Expensify has 'a completely different business model than all of our competition,' CEO says

Managing expenses for companies is a highly profitable business as long as you know where to look, says one chief executive.

"This is the secret... don't tell anyone, but the enterprise [business] sucks," Expensify CEO David Barrett told Yahoo Finance Live (video above). "It is the worst, smallest, slowest to close, lowest margin part of the industry, and everyone is fighting over it."

And so “we just have a completely different business model than all of our competition,” Barrett added.

Shares of Expensify (EXFY) rose by over 45% on Wednesday after the company began trading publicly. Competitors include SAP Concur, QuickBooks Enterprise (INTU), Zoho Expense, and FreshBooks.

The Portland, Oregon-based company automates expense reporting by allowing customers to scan and be reimbursed for business expenses such as flights, hotels, and meals.

Expensify's office building in downtown Portland.
Expensify's office building in downtown Portland. (Getty Images) (artran via Getty Images)

Expensify CEO on chasing the 'easy money'

Instead of chasing the largest companies in America — ones that "everyone knows who they are" — Expensify is focusing on the small and medium business sector, where the "easy money" is, according to Barrett.

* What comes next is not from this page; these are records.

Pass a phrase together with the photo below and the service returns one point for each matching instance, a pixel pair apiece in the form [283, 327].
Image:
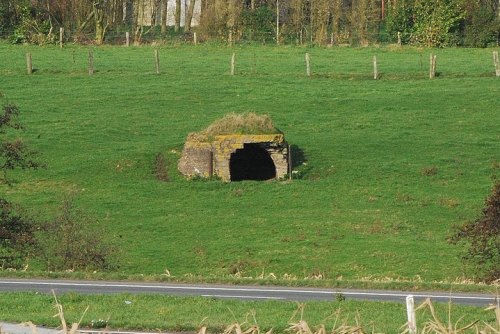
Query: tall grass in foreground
[387, 166]
[341, 320]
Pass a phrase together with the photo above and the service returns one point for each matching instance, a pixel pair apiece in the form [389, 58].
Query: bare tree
[177, 26]
[164, 12]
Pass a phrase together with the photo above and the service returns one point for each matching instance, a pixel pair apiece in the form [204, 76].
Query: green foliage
[481, 24]
[33, 26]
[436, 23]
[74, 241]
[482, 238]
[258, 24]
[400, 20]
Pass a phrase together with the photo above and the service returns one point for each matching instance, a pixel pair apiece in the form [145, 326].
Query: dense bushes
[419, 22]
[482, 239]
[72, 240]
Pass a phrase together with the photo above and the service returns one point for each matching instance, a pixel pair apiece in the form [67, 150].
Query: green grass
[160, 313]
[389, 165]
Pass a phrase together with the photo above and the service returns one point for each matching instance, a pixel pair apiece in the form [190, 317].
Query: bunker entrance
[252, 162]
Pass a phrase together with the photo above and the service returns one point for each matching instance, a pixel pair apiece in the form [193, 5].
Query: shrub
[482, 238]
[74, 241]
[16, 236]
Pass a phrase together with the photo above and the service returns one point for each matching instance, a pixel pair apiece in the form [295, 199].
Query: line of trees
[419, 22]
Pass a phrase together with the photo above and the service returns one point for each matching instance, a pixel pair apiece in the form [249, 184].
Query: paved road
[236, 292]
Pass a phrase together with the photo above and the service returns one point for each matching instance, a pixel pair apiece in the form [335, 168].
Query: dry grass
[60, 313]
[249, 123]
[341, 325]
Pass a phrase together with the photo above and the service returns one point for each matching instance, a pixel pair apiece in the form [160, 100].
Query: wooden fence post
[308, 64]
[157, 61]
[410, 311]
[233, 61]
[432, 66]
[375, 68]
[290, 166]
[91, 62]
[29, 63]
[496, 62]
[61, 35]
[277, 22]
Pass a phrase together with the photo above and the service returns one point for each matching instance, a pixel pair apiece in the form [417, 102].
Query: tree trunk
[164, 11]
[100, 28]
[177, 15]
[189, 15]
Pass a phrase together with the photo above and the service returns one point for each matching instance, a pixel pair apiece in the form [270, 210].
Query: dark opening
[252, 162]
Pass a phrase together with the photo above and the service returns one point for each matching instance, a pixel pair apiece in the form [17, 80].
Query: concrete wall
[195, 155]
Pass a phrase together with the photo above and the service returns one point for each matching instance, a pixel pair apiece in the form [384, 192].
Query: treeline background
[432, 23]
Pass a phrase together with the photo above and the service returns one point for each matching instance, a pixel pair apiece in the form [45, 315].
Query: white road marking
[333, 292]
[243, 297]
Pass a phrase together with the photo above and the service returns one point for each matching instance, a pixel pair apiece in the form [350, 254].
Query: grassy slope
[364, 206]
[160, 313]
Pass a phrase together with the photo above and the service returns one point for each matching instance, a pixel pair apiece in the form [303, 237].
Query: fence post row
[376, 74]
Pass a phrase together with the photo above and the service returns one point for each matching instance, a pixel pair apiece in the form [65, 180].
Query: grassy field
[160, 313]
[387, 166]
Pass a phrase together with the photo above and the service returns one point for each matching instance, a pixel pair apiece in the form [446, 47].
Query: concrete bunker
[234, 153]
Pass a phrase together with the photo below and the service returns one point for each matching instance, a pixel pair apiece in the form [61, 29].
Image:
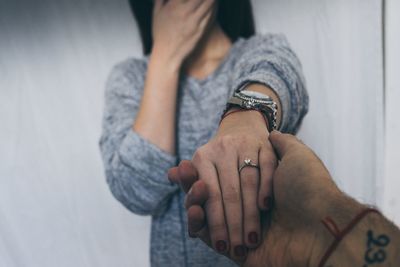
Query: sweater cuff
[274, 82]
[146, 158]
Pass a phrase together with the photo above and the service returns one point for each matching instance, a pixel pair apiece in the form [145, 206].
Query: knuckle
[236, 229]
[217, 228]
[249, 182]
[226, 142]
[231, 196]
[213, 197]
[252, 217]
[199, 155]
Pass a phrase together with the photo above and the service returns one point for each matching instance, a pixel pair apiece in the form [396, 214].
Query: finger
[157, 5]
[187, 174]
[197, 195]
[214, 208]
[268, 164]
[282, 142]
[204, 11]
[197, 224]
[173, 175]
[196, 219]
[192, 5]
[231, 194]
[249, 181]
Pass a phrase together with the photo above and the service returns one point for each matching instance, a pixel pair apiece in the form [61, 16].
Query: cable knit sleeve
[136, 170]
[268, 59]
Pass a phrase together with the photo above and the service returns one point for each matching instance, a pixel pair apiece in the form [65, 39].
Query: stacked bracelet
[227, 113]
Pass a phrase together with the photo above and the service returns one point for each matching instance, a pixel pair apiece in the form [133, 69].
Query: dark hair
[234, 16]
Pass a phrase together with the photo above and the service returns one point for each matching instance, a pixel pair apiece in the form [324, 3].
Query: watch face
[249, 103]
[253, 94]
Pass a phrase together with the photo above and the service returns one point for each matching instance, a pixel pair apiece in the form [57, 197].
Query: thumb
[282, 143]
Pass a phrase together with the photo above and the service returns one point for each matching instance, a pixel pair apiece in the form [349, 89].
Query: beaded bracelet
[340, 234]
[241, 110]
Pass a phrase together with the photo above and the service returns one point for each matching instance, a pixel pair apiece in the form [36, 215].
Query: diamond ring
[247, 163]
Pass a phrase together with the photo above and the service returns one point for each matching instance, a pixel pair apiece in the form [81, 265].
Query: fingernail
[192, 235]
[268, 203]
[253, 238]
[240, 251]
[221, 246]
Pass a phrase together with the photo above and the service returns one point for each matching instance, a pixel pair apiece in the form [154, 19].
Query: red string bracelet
[339, 235]
[241, 110]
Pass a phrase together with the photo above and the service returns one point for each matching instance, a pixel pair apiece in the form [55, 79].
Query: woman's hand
[178, 25]
[235, 198]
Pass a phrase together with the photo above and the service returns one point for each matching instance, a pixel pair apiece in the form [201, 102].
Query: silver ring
[247, 163]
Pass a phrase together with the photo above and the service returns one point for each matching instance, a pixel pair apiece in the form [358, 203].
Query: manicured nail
[192, 235]
[268, 203]
[240, 251]
[253, 238]
[221, 246]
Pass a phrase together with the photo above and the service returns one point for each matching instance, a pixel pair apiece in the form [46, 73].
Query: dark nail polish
[240, 251]
[192, 235]
[221, 246]
[253, 238]
[268, 203]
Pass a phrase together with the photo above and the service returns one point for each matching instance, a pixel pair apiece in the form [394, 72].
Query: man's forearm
[373, 241]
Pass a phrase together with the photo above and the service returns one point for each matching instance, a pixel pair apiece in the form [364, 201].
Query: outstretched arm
[305, 195]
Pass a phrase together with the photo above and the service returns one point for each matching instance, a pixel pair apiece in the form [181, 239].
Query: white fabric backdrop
[55, 207]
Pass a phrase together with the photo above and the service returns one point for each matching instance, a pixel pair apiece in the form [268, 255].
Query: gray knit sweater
[136, 169]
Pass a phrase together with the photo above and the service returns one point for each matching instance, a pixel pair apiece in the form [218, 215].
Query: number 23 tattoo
[375, 253]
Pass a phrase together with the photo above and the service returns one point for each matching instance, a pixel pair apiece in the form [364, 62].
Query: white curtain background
[55, 206]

"Yes, we've got a whole bunch of public companies, like the Pinterests, the Atlassians... that use Expensify," he explained, but "we earn over three times more revenue per employee in the SMB than you can in the enterprise... because there's basically no competition."

Most customers in the SMB space "have never heard of Concur, have never heard of any of the competitors," he added, "so it's a completely different business model."

According to the company's S-1 filing, the company has "processed and automated" 1.1. billion expense transactions on its platforms since its inception in 2008.

Expensify reported $65 million in revenue for the six months ending June 30, 2021. It reported revenue of $88.1 million at the end of 2020.

Barrett said that Expensify also defies traditional business models in its plans to grow beyond expense reports.

“Our design is to create a viral platform that has word-of-mouth growth and can grow to capture the billion or so of people who are currently having these financial conversations offline,” Barrett said.

“Whoever connects a billion people through their financial conversations — that’s a trillion-dollar business,” he added. “And so that’s what we’re gunning for, and you can’t get it through a traditional business model.”